I tried this, it’s throwing me a segmentation fault

ERROR: Parameter check failed at: Infer.cpp::deserializeCudaEngine::154, condition: (blob) != NULL
Segmentation fault (core dumped)

This is a snippet of how my .engine was saved

IHostMemory *&tensorRTModelStream;
tensorRTModelStream = engine->serialize();
std::ofstream p("../output/xyz.engine");
p.write(reinterpret_cast<const char*>(tensorRTModelStream->data()), tensorRTModelStream->size());

This is from the code you shared,

std::stringstream gieModelStream;
gieModelStream.seekg(0, gieModelStream.beg);
std::ifstream cache( "../output/xyz.engine" );
gieModelStream << cache.rdbuf();
cache.close();
	IRuntime* runtime = createInferRuntime(gLogger);
gieModelStream.seekg(0, std::ios::end);
const int modelSize = gieModelStream.tellg();
gieModelStream.seekg(0, std::ios::beg);
void* modelMem = malloc(modelSize);
gieModelStream.read((char*)modelMem, modelSize);
nvinfer1::ICudaEngine* engine = runtime->deserializeCudaEngine(modelMem, modelSize, NULL);
free(modelMem);

Do I need to change the way the engine is saved, or is there some other error ?
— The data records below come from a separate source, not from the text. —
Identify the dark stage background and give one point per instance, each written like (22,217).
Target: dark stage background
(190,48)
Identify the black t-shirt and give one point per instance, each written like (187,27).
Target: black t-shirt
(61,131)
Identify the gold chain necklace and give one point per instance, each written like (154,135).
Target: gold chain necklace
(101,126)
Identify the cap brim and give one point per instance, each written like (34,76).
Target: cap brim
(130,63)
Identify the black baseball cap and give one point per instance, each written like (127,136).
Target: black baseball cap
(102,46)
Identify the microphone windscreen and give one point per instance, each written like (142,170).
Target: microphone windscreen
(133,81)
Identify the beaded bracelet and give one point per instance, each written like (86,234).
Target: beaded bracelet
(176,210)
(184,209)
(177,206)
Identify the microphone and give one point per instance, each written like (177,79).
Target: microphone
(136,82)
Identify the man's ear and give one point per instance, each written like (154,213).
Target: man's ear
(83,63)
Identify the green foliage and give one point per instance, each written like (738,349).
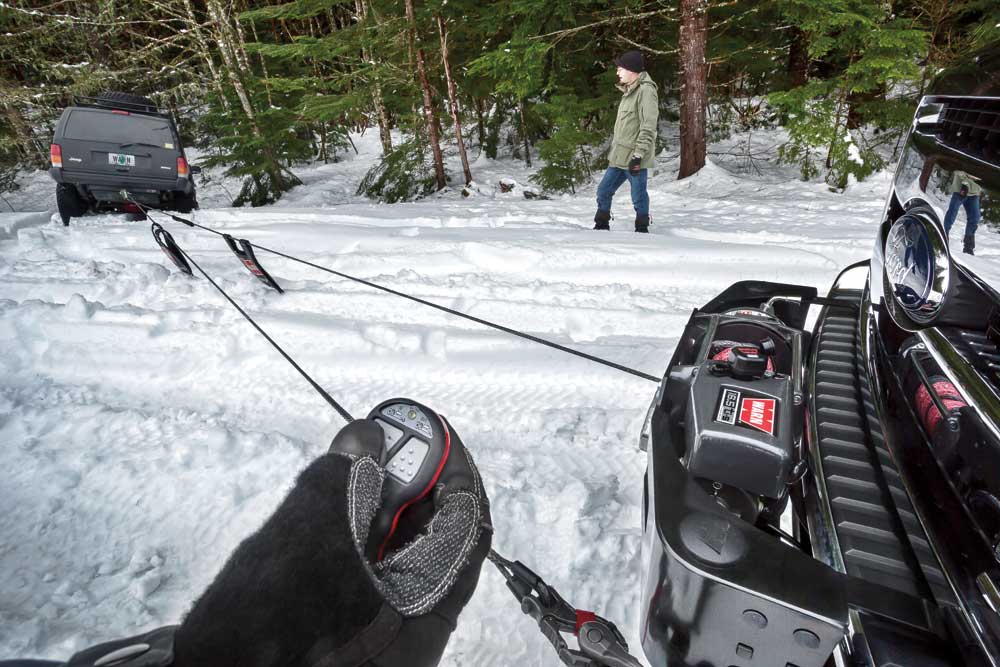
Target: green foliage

AastaLLL · May 11, 2018, 8:06am

Hi,

Could you check if the serialized engine is good without corruption?
It will also help if you can run the jetson_inference sample to check if everything good on your environment.

Thanks.

dhingratul · May 11, 2018, 4:01pm

This was fixed after I used the same typecasting for serialization and deserialization.

aaron7m9hn · June 15, 2018, 12:09pm

Hi dhingratul!

I was wondering if you could elaborate on the typecasting issues you had? I am having the same error and segfault as you before. Thanks!

[Update]
I didn’t see your update. I think I got it, thanks!